L’ISF lui-même, initié sous Mitterrand, avait une optique spoliatrice avouée. IL s’agissait, par prélèvement réitéré sur la fortune existante, d’écréter les patrimoines et de les ramener en dessous de la norme fiscale nouvellement imposée. Il s’agissait bien d’une spoliation. Mais au moins n’était-elle pas « totale ».

Elle est contre-productive! En pénalisant les opérateurs économiques par la surtaxation des plus-value, elle incite ces mêmes opérateurs économiques à ne pas valoriser leurs fonds de commerce, et à percevoir au jour le jour le bénéfice accumulé, plutôt que de le réinvestir. Or, la richesse se crée par l’épargne, et la plus-value de cession d’un fonds de commerce n’est rien d’autre que la valorisation de l’épargne réalisée sur le bénéfice du travail économique à long terme. Ainsi, demain, pour éviter d’être taxé sur la cession d’un fonds de commerce, sera-t’il probablement plus intéressant de ponctionner son commerce de salaires et de charges privatives, en annihilant immédiatement la capacité d’investissement liée à cette épargne initiale.

Elle est inégale! Elle touche essentiellement les petits revenus ainsi que les patrimoines qui ne peuvent pas s’exiler hors de France. Est-on riche lorsqu’on a travaillé 20 ans dans son commerce, qu’on n’a prélevé que le stricte minimum et qu’on réalise une plus-value honorable en le cédant?
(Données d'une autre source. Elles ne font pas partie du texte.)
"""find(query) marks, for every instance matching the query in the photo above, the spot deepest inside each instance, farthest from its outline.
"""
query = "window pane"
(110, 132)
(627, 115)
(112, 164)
Faut-il nécessairement prendre sa retraite pour ne pas être spolié? N’est-il pas plus intéressant de percevoir sa « fortune » et de pouvoir la réinvestir ultérieurement? Car c’est bien la circulation du capital qui crée la richesse.

En permettant aux plus aisés d’entre nous de s’exiler et d’éviter ainsi l’imposition de la plus-value, la loi fiscale et ses amendements ‘ »pigeons » a montré le peu de cas qu’elle faisait de l’équité.

En revanche, le peuple se souviendra longtemps du « Je n’aime pas les riches » craché un jour par le candidat François Hollande. Pour le plus grand malheur de la France!

Et la Gôche de Hollande/Ayrault a réussi ce que la droite n’aurait jamais osé faire : le retour à une démocratie censitive! Une démocratie où les intérêts économiques permettent de faire modifier la loi fiscale. Une démocratie où les plus riches participeront plus à l’éllaboration de la loi, puisqu’à défaut, leur exil entraînera l’asphyxie financière de la France.

2kismokton? Comme d’habitude : De vous et moi!